Montserrat, son épouse, travaille à ses côtés. Elle est d’Acapulco, tandis qu’Enrique est originaire, lui, du centre du Mexique. À eux deux, ils sont donc « mer et terre », ce qui leur permet, par exemple, d’associer dans une même assiette un poulpe mariné cuit à la plancha, du boudin noir et un coulis de betteraves. « D’une région à l’autre du Mexique les variations autour d’un même plat sont infinies, précise-t-il. Parfois même d’une famille à l’autre. » Illustration avec le mole, la sauce brune qui accompagne son quasi de veau généreusement moelleux. Comme le veut la tradition, il contient une pointe de cacao amer. Mais cet ingrédient pré-hispanique, souvent considéré comme identitaire, n’est pas obligatoire, selon Enrique. « Mole signifie sauce, tout simplement. En témoigne le guaca-mole, qui n’est autre qu’une sauce à l’avocat, qui se dit aguacate en espagnol. Le mole peut être blanc, vert ou jaune, intégrer du chocolat, ou pas. »

Restaurant Oxte, à Paris
Associations de couleurs. Les assiettes du chef célèbrent le mariage de la gastronomie française et de la cuisine mexicaine. Photo : Florian Domergue

Petit-fils de boucher et fils d’une vendeuse de tacos qui arpentait les marchés, Enrique a grandi dans un univers de saveurs. Pourtant, lorsqu’il a parié sur le Mexique à Paris, nombre de ses amis étaient dubitatifs. Cette cuisine-là a beau être classée au patrimoine immatériel de l’Unesco depuis 2010 (« quinze minutes avant la France, ce dont je suis très fier »), elle n’a pas forcément une bonne image chez nous. On la confond avec le « texmex », un hybride qui s’est développé dans le nord du pays, au contact des États-Unis. Pire encore, on l’assimile au tacos, avec un « s » même au singulier, ce matelas roboratif, fourré à tout et n’importe quoi, qui détrône les kebabs auprès des adolescents.
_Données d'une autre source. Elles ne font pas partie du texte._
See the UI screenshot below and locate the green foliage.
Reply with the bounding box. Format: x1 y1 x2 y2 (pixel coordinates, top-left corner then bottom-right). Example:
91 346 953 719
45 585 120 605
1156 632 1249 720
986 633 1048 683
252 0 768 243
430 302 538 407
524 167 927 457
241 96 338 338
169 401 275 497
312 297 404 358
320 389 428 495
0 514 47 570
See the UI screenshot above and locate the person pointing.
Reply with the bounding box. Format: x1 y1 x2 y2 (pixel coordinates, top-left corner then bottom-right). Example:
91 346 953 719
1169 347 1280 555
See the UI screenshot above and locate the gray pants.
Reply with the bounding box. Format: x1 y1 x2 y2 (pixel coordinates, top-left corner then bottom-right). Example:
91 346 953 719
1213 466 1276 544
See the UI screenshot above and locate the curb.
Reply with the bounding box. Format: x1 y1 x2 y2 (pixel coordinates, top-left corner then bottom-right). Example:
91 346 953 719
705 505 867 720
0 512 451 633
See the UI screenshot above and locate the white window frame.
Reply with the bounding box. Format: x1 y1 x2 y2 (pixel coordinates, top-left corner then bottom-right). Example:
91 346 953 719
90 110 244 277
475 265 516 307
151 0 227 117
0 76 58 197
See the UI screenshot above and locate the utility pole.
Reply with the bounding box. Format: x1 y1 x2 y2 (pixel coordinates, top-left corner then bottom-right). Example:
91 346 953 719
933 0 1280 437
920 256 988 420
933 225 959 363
Le Michelin, lui, ne s’y est pas trompé : la première étoile est arrivée en 2021. Il est vrai que s’attabler chez Enrique est un voyage. Dès la première bouchée, le ceviche de dorade aux pickles de navets abolit les distances. Le veau rôti sur un lit de romarin arrive dans une marmite en terre cuite que la mère d’Enrique a transportée dans sa valise. Les braises sont encore fumantes, et le serveur propose d’en humer longuement les effluves. Le trou « normand » est à base de mezcal, un alcool d’agave, boisson de rue à laquelle Enrique donne une noblesse nouvelle. L’avocat proposé en dessert se révèle être, en fait, une parfaite coque de chocolat remplie de crème… d’avocat, chocolat blanc et citron vert. Une légère acidité, une amertume maîtrisée donnent à cette cuisine toute sa personnalité. « Héritage, explique Enrique, d’un savoir-faire maya qui ne craint pas, par exemple, de jouer avec une fine pellicule de brûlé. C’est ce qu’on appelle le tatemar. » Ce substrat mémoriel est sublimé par des raffinements de France, à l’image du décor de la salle qui hésite entre le bistrot de Paris ou de Mexico : profondément mexicain mais jamais folklorique. Pas besoin de sombrero ni de mariachis pour traverser l’Océan.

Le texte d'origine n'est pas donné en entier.